アルバイトをしながら一流の役者になるのを夢見る。

「演じることで自分の思いをうまく人に伝えられた時、
芝居を通して自分という人間を分かってもらえた時が一番うれしい」


北野武監督の作品に出るのが目標だ。

 一九七四年、山梨県で生まれてからすぐに、北葛飾郡鷲宮町に引っ越した。
大学には進学せず、東京の専門学校で演劇を学んだ。
その後、劇団を渡り歩き、今はプロダクションに所属している。

 小、中学校時代の成績は普通より少し上。

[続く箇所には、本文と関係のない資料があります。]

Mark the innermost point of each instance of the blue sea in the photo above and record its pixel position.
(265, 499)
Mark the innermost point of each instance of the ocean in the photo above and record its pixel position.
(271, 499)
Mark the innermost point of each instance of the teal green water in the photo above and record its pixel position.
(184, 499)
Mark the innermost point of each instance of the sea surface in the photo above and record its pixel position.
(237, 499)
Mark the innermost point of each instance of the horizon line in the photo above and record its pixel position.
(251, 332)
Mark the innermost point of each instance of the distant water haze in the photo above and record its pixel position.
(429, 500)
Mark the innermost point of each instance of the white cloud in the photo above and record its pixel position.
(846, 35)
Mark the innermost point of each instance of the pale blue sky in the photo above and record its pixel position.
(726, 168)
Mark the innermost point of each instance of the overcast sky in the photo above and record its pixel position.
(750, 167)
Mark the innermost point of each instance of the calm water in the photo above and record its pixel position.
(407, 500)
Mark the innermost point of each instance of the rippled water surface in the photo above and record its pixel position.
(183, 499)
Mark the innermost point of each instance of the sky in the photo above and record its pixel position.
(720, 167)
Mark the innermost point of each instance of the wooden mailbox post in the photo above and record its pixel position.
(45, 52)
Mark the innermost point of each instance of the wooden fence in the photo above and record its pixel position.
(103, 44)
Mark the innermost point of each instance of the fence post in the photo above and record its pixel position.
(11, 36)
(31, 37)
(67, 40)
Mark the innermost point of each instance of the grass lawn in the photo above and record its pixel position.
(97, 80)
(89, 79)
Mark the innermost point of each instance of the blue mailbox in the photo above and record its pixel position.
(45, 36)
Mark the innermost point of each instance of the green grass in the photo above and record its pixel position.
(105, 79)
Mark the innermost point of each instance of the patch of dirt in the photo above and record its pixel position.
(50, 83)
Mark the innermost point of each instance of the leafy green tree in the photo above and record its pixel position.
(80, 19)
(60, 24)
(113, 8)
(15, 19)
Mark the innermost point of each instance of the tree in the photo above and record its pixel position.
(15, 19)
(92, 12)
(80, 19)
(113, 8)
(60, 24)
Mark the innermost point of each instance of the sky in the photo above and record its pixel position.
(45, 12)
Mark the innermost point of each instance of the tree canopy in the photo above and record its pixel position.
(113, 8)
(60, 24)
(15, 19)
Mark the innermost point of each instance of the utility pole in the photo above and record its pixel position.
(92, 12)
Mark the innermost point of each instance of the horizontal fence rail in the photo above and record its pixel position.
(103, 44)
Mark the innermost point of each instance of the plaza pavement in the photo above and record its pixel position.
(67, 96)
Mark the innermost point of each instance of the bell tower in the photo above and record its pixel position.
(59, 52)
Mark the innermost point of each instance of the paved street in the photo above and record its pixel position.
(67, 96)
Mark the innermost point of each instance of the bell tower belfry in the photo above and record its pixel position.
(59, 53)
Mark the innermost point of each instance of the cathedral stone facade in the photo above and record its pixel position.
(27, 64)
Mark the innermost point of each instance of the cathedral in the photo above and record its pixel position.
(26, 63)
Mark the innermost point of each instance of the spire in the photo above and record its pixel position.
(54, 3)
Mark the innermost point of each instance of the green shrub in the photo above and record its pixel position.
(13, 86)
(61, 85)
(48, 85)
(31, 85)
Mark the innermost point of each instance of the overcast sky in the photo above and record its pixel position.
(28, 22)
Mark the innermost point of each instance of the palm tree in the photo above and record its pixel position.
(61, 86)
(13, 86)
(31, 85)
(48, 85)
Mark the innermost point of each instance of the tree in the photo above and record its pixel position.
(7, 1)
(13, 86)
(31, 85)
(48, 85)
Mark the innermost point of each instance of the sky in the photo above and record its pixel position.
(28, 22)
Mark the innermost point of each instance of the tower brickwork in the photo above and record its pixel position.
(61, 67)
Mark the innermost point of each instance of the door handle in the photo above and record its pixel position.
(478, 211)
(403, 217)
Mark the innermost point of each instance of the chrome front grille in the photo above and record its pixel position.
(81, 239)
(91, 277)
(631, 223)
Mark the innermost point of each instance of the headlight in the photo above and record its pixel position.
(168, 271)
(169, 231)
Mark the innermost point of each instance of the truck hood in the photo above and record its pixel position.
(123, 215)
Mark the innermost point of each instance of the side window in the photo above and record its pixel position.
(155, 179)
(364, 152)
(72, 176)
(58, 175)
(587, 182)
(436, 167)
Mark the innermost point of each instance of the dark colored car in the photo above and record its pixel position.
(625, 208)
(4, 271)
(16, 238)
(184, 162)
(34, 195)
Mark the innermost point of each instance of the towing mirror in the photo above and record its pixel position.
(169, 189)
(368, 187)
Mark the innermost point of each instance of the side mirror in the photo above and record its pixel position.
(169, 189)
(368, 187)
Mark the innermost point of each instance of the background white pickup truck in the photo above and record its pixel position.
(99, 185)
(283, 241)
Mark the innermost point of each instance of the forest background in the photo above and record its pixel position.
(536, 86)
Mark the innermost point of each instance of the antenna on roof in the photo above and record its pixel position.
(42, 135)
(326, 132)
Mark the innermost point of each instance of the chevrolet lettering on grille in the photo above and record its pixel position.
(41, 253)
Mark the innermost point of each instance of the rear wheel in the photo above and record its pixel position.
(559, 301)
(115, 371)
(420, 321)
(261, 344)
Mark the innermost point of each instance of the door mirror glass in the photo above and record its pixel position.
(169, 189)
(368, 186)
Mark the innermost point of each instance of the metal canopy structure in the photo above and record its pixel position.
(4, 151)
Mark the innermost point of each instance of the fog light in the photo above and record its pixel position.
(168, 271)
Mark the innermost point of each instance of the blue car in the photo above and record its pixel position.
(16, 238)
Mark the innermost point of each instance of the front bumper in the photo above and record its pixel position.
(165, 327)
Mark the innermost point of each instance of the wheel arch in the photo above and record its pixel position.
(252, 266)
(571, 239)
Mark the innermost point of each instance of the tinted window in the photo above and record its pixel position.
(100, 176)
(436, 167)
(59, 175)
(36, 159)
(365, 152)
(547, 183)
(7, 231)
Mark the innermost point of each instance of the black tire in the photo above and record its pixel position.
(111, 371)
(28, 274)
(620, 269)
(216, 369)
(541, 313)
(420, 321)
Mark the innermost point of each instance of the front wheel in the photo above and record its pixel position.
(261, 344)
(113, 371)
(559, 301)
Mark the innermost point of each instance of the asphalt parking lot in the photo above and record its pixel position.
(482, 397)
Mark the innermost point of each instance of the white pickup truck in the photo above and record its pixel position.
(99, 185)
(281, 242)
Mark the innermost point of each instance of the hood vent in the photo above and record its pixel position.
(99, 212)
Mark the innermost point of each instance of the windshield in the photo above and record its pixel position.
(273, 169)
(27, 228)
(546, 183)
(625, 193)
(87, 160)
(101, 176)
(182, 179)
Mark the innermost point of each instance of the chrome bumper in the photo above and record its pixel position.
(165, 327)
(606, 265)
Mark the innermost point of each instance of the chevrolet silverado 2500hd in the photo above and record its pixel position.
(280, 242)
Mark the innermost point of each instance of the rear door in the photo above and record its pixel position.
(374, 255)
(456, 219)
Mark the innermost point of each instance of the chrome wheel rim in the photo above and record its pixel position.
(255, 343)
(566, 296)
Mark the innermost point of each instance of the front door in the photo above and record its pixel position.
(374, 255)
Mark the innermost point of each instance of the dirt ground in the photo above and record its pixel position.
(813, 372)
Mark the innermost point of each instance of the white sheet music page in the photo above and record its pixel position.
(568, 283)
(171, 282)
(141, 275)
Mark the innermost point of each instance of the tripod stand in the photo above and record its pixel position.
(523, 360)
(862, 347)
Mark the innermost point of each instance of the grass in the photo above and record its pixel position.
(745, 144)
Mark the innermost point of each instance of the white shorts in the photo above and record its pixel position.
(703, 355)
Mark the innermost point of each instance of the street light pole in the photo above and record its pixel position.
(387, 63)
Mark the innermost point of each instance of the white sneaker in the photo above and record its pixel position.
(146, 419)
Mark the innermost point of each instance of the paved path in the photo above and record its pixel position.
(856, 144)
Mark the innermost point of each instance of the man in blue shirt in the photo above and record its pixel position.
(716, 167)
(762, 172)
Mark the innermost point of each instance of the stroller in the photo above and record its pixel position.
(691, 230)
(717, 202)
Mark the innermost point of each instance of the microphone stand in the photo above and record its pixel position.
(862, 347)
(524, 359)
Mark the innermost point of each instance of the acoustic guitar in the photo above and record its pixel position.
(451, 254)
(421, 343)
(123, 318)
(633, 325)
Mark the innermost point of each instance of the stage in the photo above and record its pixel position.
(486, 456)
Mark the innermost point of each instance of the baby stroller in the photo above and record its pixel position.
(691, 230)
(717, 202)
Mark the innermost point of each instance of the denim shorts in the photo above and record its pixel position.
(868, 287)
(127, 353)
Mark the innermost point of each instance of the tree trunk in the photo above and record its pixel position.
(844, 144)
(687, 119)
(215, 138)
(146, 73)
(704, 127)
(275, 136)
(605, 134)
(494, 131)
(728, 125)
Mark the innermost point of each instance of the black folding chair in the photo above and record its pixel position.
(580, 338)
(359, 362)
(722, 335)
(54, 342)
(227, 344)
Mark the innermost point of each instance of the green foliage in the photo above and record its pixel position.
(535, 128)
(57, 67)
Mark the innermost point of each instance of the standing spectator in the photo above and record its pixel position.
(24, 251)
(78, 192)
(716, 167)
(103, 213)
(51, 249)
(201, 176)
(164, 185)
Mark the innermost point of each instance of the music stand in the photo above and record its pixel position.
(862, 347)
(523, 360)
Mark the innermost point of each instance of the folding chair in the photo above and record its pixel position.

目立つのは嫌ではなかったが、好きでもなかった。
始めた理由ははっきりしない。
テレビを見ているうちに出てみたいと強く思うようになった。

「芝居は一種の麻薬」 と自ら表現する。

観客が直接、感情をぶつける。
舞台でそんな生の空気を感じることが、いつの間にか快感になっていた。

 稽古が入ったときは月収が十万円に減ることもある。
旅行会社の電話受け付けや中華料理の配送を練習の合間にこなし、寝る間を惜しんで芝居に打ち込む。
今までやったアルバイトは二十を超えた。
肉体労働から事務の仕事まで何でもこなすが、芝居との折り合いがつかなくなったときは辞める。

「アルバイトは芝居のための生活費を稼ぐ場所。
芝居で食っていけたら、やらなくてもいいと思っている」


と割り切る。

舞台は年に二回ほど。

「一週間の舞台公演のために生きている」 と笑う。

 年齢を考えた時、将来に対する不安をかき消すように舞台にのめり込んでいる自分がいた。

「芝居で脚光を浴びて、次の日から普通のバイト生活に戻る。
家で一人っきりになった時、考えると不安になることもある」


と、現実とのはざまで揺れる胸の内を明かす。

 役者として手にする収入は少ないが、職業欄にフリーターと書くのには抵抗を感じる。

自分の肩書はあくまでも俳優。
不安定でも、スーツを着るサラリーマンより役者になる道を選んだ自分に悔いはない。

「表現するものを一言で言い尽くせないから芝居を続けている。
高一の時、初めて舞台に立ったあの時の緊張感とうれしさは今でも忘れられない。